Lynn’s article — which was briefly removed from New America’s site — praised the decision by European antitrust regulators to fine Google $2.7 billion, the New York Times reported.

But the article reportedly irked Google’s executive chairman, Eric Schmidt, and he voiced his concern to New America’s president, Anne-Marie Slaughter.

Slaughter called the writer to her office, days after the article was published, and informed him that “the time has come for Open Markets and New America to part ways.” Open Markets was the program that Lynn headed at New America.

The Times said it reviewed an email from Slaughter, where she claimed the decision was not “based on the content of your work.” She reportedly accused the writer of “imperiling the institution as a whole.”

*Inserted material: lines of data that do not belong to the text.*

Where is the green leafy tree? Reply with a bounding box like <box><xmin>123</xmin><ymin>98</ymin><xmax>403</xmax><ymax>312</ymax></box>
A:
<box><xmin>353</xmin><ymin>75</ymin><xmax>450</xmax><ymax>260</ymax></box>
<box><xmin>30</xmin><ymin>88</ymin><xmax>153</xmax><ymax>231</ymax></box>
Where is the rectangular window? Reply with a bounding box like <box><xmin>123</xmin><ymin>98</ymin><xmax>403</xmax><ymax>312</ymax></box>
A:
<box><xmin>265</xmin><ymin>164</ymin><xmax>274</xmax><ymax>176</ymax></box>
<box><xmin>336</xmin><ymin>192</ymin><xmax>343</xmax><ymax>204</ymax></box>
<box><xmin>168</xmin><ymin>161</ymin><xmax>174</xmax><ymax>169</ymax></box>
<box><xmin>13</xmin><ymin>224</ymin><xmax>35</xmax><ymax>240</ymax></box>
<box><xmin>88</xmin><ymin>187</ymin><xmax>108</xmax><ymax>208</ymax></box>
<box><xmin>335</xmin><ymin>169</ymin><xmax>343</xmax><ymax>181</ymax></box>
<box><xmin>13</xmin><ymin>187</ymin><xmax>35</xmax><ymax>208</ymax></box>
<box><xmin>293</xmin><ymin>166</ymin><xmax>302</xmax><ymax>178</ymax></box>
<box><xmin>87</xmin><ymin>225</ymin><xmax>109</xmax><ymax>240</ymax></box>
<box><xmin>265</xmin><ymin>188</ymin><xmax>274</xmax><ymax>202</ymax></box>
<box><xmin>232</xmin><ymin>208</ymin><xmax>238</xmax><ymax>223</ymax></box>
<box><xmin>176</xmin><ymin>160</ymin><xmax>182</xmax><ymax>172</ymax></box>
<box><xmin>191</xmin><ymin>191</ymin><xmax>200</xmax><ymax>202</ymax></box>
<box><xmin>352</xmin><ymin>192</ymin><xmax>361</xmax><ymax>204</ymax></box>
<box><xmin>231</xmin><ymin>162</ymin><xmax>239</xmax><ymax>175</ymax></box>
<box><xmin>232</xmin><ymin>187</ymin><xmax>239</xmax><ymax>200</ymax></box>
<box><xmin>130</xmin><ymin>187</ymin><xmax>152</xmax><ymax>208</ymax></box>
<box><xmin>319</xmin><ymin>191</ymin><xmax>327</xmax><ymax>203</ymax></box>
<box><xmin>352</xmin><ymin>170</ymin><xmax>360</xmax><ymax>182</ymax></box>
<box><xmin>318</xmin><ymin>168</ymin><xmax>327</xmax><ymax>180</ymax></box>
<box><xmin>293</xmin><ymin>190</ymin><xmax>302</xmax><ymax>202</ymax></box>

The Times reported that Slaughter posted on Twitter that Lynn’s story was “false,” but did not cite any errors.

Lynn said in an interview that Slaughter bowed to pressure from Google and Schmidt, whose family foundation helped financially support the think tank.

Google, through a spokeswoman, denied Lynn’s charge, saying in a statement that the company backs a lot of think tanks and while the company “sometimes respectfully” disagrees, “we respect each group’s independence, personnel decisions and policy perspectives.”

The think tank also denied any influence by Schmidt or Google.

Lynn, in the meantime, started his own nonprofit called Citizens Against Monopoly.  The site said it is “going to make sure Google doesn’t get away with this.”